Doing it this ways means the network doesn't need to learn "Here are all the ways dogs can look". Instead, it can learn a factored representation: A dog has a head and a body. The network only needs to learn a very fuzzy representation at this level. Then a head has some eyes and maybe a nose. Again, it only needs to learn a very fuzzy representation and (very) rough relative locations.

So it only when it get right down into fine detail that it actually needs to learn pixel perfect representation. But this is _way_ easier, because in small areas images have surprisingly very low entropy.

The 'text-to-image' bit is a just a twist on the basic idea. At the start when the network is going "dog? or it might be a horse?", we fiddle with the probabilities a bit so that the network starts out convinced there's a dog in there somewhere. At which point it starts making the most likely places look a little more like a dog.

I suppose that static plus a subliminal message would do the same thing to our own numeral networks. Or clouds. I can be convinced I’m seeing almost anything in clouds…
Research is still ongoing here, but it seems like diffusion models despite being named after the noise addition/removal process don't actually work because of it.

There's a paper (which I can't remember the name of) that shows the process still works with different information removal operators, including one with a circle wipe, and one where it blends the original picture with a cat photo.

Also, this article describes CLIP being trained on text-image pairs, but Google's Imagen uses an off the shelf text model so that part doesn't seem to be needed either.

I think it might be this paper [1] succintly described by the author in this twitter thread [2]

[1] https://arxiv.org/abs/2208.09392 [2] https://twitter.com/tomgoldsteincs/status/156250381442263040...

If you removed all of the noise in a corrupted image in one step, you would have a denoising autoencoder, which has been around since the mid-aughts or perhaps earlier. Denoising diffusion models remove noise a little bit at a time. Think about an image which only has a slight amount of noise added to it. It’s generally easier to train a model to remove a tiny amount of noise than a large amount of noise. At the same time, we likely introduced a small amount of change to the actual contents of the image.

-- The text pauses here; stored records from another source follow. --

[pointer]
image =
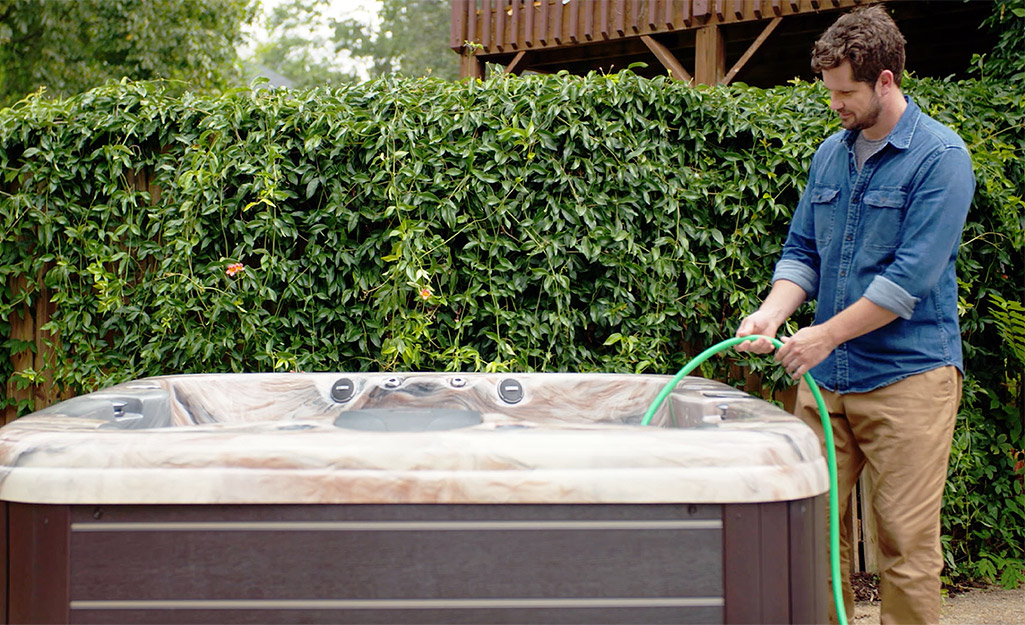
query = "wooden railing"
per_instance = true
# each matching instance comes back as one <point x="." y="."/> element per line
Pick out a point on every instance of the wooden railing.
<point x="509" y="26"/>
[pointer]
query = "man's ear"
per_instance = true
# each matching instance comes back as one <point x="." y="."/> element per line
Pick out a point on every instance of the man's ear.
<point x="885" y="82"/>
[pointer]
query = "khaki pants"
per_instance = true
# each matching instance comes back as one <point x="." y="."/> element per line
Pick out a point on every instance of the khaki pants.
<point x="901" y="434"/>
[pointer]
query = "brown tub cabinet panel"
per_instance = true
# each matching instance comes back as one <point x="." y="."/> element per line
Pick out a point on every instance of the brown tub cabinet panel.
<point x="38" y="564"/>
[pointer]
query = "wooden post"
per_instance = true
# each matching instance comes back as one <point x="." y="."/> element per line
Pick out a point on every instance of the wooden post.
<point x="709" y="66"/>
<point x="667" y="59"/>
<point x="470" y="66"/>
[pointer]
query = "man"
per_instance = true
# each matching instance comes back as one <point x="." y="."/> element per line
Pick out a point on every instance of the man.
<point x="873" y="240"/>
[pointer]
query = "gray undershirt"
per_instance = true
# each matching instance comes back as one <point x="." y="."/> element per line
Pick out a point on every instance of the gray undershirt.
<point x="864" y="149"/>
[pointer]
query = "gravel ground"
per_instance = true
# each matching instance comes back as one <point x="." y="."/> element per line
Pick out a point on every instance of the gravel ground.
<point x="992" y="606"/>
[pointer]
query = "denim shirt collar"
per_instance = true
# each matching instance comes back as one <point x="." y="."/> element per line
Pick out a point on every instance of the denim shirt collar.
<point x="900" y="136"/>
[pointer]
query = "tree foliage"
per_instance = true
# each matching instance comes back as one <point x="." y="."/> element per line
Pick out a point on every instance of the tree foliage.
<point x="1007" y="60"/>
<point x="69" y="46"/>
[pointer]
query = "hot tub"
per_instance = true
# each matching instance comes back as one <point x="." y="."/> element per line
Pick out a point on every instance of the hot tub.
<point x="412" y="498"/>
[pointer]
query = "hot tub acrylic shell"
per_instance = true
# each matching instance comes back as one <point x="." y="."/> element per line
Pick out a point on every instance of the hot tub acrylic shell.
<point x="428" y="498"/>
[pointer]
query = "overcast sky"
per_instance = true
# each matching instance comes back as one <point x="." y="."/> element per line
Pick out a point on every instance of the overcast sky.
<point x="364" y="10"/>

Typically, in generating the training data for diffusion models, we add noise incrementally to an image until it’s essentially all noise. Going backwards from almost all noise to the original images directly in one step is a pretty dubious proposition.

I was wondering the same and this video [1] helped me better understand how the prediction is used. The original paper isn't super clear about this either.

The diffusion process predicts the total noise that was added to the image. But that prediction isn't great and applying it immediately wouldn't result in a good output. So instead, the noise is multiplied by a small epsilon and then subtracted from the noisy image. That process is iterated to get to the final result.

[1]https://www.youtube.com/watch?v=J87hffSMB60

You can think of it like solving a differential equation numerically. The diffusion model encodes the relationships between values in sensible images (technically in the compressed representations of sensible images). You can try to jump directly to the solution but the result won't be very good compared to taking small steps.
I’m pretty sure it’s a stability issue. With small steps the noise is correlated between steps; if you tried it in one big jump then you would essentially just memorize the input data. The maximum noise would act as a “key” and the model would memorize the corresponding image as the “value”. But if we do it as a bunch of little steps then the nearby steps are correlated and in the training set you’ll find lots of groups of noise that are similar which allows the model to generalize instead of memorizing.
Two diffusion processes are involved:

1- Forward Diffusion (adding noise, and training the Unet to predict how much noise is added in each step)

2- Generating the image by denoising. This doesn't predict the final image, each step only predicts a small slice of noise (the removal of which leads to images similar to what the model encountered in step 1).

So it is indeed an iterative processes in that way, each step taking one step towards the final image.